Cet arrêt est l’occasion de rappeler l’existence en matière sportive, des mécanismes d’assiette forfaitaire et de franchise de cotisations sociales qui peuvent permettre aux clubs sportifs d’opérer des économies substantielles, mais doivent être utilisés avec vigilance.

Le mécanisme d’assiette forfaitaire de cotisations sociales est issu d’un arrêté du 27 juillet 1994 qui permet aux clubs sportifs, ou à un organisateur de manifestations sportives, de ne payer les cotisations de Sécurité Sociale que sur une assiette forfaitaire, et non sur la totalité de la rémunération versée.

Ainsi, pour les rémunérations inférieures à 45 smic horaire, l’assiette forfaitaire correspond à 5 smic horaire, pour les rémunérations situées entre 45 et 60 smic horaire l’assiette forfaitaire correspond à 15 smic horaire, etc…jusqu’à une assiette forfaitaire de 50 smic horaire pour une rémunération mensuelle située entre 100 et 115 smic horaire.

L’adoption de ce dispositif a eu pour but de privilégier les déclarations d’embauche officielles  même  sur des faibles rémunérations ( temps partiel...) et  d’éviter les tentatives pouvant exister au sein de certains clubs ou associations sportives, de ne pas déclarer les salariés embauchés pour de faibles volumes horaires, préférant des paiements sous forme de frais de déplacement parfois fictifs, ou autres mécanismes de contournement.

A noter cependant : ce mécanisme d’assiette forfaitaire  ne s’applique qu’aux personnes exerçant dans le cadre d’organismes à but non lucratif, dont pouvait, dans l’arrêt commenté, faire partie de l’association loi 1901 gérant le secteur amateur du club professionnel.

Dans le même ordre d’idée, une circulaire interministérielle du 28 juillet 1994 permet aux clubs sportifs de verser certaines sommes en franchise de cotisations, aux sportifs ou aux personnes qui participent ou assument, des fonctions nécessaires à l’encadrement et à l’organisation des manifestations sportives pour le compte des clubs ou des organisateurs (guichetiers, billettistes, accompagnateurs, collaborateurs occasionnels;  les arbitres disposant eux de leur propre mécanisme d’exonération en application de l’article L.241-16 du Code de la Sécurité Sociale.)

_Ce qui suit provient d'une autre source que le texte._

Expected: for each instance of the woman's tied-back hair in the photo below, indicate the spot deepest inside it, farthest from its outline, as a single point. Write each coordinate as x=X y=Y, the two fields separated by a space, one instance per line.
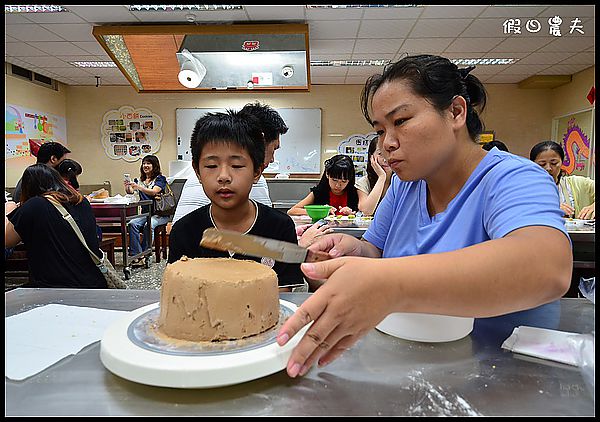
x=545 y=146
x=152 y=159
x=230 y=127
x=371 y=173
x=41 y=180
x=436 y=79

Ainsi dans la limite de 5 manifestations par mois, une somme correspondant en 2019 à 130 euros par manifestation, peut être versée en exonération de cotisations.

Cette exonération ne concerne pas les cotisations AGS et assurance  chômage si le bénéficiaire  perçoit parallèlement  un salaire soumis à cotisations au sein du club.

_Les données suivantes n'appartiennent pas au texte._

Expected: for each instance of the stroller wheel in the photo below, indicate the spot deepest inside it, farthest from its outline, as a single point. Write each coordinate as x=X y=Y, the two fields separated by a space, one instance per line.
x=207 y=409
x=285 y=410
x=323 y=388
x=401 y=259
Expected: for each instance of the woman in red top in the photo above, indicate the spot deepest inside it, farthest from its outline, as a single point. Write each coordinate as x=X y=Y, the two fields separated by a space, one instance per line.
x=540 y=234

Ce mécanisme est utilisé par de nombreux « petits »  clubs pour gratifier certains sportifs ou employés occasionnels,  puisque cette mesure est réservée à ceux  employant moins de dix salariés permanents à l’exclusion des sportifs eux-mêmes.

Attention cependant : ce mécanisme de franchise de cotisations  ne s’applique pas aux membres du corps médical et  paramédical, aux professeurs, moniteurs et éducateurs sportifs chargés de l’enseignement du sport, ni aux personnels administratifs desdites structures.

Les deux mécanismes (assiette forfaitaire et franchise) peuvent se cumuler.

D’une manière générale, comme en témoignent de réguliers redressements, ces dérogations sont appréciées strictement par l’URSSAF et les juridictions, de sorte que même si elles apparaissent évidemment utiles et favorables aux clubs sportifs, elles doivent être maniées avec prudence.